A letter from my mother about not calling enough.
A loose cigarette. An empty inhaler.
The fist of papers I pretend to fumble through
and “forget” are not car insurance every time I’m pulled over.
A crumpled post-it note that reads I love you in pink highlighter.
My best friend’s obituary sleeved in a baseball card hard case.

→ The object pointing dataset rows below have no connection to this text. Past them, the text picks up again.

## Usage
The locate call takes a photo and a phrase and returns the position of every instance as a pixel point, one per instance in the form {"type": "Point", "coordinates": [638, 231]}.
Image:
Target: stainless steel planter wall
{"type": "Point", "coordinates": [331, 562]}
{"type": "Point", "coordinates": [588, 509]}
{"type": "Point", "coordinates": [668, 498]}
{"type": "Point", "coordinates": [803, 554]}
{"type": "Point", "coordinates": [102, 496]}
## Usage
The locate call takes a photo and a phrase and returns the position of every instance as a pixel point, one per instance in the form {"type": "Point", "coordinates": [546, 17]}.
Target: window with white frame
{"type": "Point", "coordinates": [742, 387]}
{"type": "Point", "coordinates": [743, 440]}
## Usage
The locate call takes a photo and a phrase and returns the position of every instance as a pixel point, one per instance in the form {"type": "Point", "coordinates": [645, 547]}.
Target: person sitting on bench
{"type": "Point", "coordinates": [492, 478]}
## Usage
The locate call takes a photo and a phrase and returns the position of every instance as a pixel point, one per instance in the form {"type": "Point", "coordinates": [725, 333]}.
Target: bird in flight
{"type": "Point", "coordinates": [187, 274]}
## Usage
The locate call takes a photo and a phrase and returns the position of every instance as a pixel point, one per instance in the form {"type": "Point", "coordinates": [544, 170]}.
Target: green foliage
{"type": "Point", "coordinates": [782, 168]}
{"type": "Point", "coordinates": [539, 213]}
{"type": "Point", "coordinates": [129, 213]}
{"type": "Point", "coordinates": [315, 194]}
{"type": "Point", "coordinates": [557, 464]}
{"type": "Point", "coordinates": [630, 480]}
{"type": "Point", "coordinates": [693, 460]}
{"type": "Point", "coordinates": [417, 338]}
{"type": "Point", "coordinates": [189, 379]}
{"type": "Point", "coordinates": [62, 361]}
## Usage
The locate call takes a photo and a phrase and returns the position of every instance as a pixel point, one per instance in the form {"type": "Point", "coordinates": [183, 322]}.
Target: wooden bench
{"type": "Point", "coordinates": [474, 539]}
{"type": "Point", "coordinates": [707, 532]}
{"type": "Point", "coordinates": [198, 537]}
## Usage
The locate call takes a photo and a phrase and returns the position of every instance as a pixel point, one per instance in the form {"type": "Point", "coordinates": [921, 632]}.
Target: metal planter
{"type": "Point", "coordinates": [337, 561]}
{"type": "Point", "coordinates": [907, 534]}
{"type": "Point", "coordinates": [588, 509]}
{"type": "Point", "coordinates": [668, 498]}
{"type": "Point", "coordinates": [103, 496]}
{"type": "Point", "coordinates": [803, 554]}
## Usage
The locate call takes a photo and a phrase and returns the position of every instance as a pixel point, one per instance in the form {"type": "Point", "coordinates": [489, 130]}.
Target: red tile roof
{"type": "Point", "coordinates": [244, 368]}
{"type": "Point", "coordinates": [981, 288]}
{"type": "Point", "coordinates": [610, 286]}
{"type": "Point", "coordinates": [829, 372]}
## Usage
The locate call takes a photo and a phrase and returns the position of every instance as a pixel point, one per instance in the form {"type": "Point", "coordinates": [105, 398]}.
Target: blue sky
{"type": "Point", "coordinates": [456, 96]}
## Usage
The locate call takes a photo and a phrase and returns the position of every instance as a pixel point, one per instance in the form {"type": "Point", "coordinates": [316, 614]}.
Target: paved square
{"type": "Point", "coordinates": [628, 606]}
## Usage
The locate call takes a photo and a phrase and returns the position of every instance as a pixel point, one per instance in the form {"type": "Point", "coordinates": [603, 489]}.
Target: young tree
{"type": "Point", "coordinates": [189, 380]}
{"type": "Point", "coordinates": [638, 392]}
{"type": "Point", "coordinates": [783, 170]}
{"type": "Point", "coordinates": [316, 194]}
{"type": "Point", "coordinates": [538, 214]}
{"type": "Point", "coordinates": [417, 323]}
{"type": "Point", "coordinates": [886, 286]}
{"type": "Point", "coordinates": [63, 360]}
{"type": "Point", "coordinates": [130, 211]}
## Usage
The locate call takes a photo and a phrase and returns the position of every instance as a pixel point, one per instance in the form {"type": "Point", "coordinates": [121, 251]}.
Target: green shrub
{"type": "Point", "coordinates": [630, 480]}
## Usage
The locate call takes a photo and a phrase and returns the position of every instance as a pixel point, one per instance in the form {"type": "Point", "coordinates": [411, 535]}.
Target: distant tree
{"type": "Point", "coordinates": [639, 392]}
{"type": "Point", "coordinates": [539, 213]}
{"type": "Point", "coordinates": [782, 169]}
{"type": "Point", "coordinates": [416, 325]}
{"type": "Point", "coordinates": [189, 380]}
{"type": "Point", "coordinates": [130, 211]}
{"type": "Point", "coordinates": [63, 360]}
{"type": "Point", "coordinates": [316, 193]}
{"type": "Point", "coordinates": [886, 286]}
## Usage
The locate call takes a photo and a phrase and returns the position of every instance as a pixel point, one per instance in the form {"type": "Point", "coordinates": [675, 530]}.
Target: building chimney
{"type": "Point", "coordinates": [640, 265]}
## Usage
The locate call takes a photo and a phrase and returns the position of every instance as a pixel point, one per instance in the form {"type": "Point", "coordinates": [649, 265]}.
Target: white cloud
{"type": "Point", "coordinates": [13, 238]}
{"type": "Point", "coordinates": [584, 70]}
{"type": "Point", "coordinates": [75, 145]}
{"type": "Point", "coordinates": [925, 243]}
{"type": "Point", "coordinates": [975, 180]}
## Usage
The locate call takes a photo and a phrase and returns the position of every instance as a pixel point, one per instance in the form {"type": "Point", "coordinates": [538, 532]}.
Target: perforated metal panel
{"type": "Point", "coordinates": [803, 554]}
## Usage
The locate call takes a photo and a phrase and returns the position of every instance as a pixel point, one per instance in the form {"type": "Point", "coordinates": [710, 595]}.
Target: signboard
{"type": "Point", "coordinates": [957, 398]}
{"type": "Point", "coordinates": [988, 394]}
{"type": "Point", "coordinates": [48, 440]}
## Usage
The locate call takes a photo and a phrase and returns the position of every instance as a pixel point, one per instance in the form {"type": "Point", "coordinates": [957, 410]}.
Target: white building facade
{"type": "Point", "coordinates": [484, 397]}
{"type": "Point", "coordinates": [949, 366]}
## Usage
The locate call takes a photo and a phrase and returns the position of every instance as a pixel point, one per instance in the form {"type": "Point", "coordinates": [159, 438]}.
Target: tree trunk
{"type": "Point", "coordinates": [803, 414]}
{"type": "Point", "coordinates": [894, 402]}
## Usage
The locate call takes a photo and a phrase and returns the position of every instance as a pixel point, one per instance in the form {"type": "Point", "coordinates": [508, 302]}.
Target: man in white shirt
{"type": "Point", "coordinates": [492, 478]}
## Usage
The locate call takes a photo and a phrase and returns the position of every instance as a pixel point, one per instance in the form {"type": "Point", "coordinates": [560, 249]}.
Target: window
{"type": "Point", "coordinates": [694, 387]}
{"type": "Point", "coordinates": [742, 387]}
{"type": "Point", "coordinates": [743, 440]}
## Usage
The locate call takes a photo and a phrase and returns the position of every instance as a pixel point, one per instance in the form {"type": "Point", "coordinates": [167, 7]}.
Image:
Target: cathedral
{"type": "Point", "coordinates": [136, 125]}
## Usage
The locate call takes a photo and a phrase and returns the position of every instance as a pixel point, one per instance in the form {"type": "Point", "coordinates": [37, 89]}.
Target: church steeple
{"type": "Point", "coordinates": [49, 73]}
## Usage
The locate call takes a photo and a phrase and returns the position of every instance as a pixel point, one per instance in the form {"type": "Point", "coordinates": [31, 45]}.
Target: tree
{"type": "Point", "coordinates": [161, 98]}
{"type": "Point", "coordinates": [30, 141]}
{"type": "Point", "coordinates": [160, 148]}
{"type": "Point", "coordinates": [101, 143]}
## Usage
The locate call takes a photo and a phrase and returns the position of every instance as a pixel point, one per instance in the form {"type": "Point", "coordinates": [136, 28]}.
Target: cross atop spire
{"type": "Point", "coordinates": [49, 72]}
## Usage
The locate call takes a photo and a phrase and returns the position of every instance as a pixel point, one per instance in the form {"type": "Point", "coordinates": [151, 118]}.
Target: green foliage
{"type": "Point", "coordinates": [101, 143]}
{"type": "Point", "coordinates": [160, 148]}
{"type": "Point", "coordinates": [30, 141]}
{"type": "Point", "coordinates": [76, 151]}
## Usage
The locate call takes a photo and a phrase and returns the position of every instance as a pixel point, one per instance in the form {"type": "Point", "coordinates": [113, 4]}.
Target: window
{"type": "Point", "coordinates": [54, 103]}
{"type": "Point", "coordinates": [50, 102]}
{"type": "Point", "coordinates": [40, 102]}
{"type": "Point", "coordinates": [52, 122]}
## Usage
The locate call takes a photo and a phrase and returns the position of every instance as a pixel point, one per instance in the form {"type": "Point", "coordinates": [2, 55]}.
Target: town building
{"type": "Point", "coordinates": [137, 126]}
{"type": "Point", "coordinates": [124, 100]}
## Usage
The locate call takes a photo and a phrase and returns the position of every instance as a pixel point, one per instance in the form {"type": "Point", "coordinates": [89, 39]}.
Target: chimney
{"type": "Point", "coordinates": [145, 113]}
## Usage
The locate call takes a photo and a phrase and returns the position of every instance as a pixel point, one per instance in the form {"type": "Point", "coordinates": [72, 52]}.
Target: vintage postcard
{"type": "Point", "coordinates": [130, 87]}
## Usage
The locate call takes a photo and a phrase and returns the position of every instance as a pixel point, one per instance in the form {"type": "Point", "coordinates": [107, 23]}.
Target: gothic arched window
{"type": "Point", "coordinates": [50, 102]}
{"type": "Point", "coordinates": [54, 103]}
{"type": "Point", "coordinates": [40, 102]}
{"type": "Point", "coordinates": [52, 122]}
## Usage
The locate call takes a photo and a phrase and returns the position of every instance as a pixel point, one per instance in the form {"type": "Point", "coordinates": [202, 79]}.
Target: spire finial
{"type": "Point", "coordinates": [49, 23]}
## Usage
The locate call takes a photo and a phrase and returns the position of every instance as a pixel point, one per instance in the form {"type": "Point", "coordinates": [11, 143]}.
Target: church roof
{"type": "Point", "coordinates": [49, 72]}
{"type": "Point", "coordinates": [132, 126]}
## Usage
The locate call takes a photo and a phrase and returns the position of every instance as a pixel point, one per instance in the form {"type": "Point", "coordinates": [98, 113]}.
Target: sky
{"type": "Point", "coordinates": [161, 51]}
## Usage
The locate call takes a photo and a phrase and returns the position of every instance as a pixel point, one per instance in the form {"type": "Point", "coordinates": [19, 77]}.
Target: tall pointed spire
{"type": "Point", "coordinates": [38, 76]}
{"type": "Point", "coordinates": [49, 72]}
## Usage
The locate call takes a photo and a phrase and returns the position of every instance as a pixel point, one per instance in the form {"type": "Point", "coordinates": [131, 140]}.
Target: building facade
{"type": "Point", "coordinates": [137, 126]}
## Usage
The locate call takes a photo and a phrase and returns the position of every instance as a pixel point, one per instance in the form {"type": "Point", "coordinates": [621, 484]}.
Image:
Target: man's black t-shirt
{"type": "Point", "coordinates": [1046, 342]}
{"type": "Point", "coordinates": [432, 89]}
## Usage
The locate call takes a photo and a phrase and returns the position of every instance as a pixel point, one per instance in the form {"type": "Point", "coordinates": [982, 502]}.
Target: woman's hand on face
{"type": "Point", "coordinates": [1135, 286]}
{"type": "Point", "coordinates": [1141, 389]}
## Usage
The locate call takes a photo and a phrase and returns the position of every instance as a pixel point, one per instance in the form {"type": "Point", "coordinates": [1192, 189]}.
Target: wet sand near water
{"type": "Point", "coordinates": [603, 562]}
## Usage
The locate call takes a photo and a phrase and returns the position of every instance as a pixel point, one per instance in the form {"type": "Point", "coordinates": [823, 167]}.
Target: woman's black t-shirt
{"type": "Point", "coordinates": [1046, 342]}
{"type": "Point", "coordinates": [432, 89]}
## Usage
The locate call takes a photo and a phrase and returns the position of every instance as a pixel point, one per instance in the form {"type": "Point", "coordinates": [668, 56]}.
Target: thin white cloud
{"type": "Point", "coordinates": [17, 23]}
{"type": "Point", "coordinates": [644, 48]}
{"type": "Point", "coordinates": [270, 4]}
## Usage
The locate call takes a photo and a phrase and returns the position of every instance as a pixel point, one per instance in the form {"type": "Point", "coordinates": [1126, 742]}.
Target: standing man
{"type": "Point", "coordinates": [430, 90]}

An unfinished poem on an oil change receipt: the first time
I realized I wasn’t over her, sitting beneath a burnt out streetlight
on Fourth Avenue, crying in the dark, shaking my head about
a thousand different things and the size of New York City;
how my grandfather’s temper clawed from his hungry drunk body
like an aimless arrow, how he could silence my grandma for days
with a glance across the table, how that legacy is the real reason I am
terrified of birthdays like this one.  Another unfinished poem
about days like this when I feel myself becoming a packrat
for everything I’m too proud to let go of, how I want to drive
over the George Washington Bridge with the windows down,
click open the stubborn jaw of that glove compartment like a grenade pin,
watch the pathetic scraps of everything I’ve been holding in my chest
like a cannon catapult out over the river, laugh and swerve
as it all flies into the wind like ash.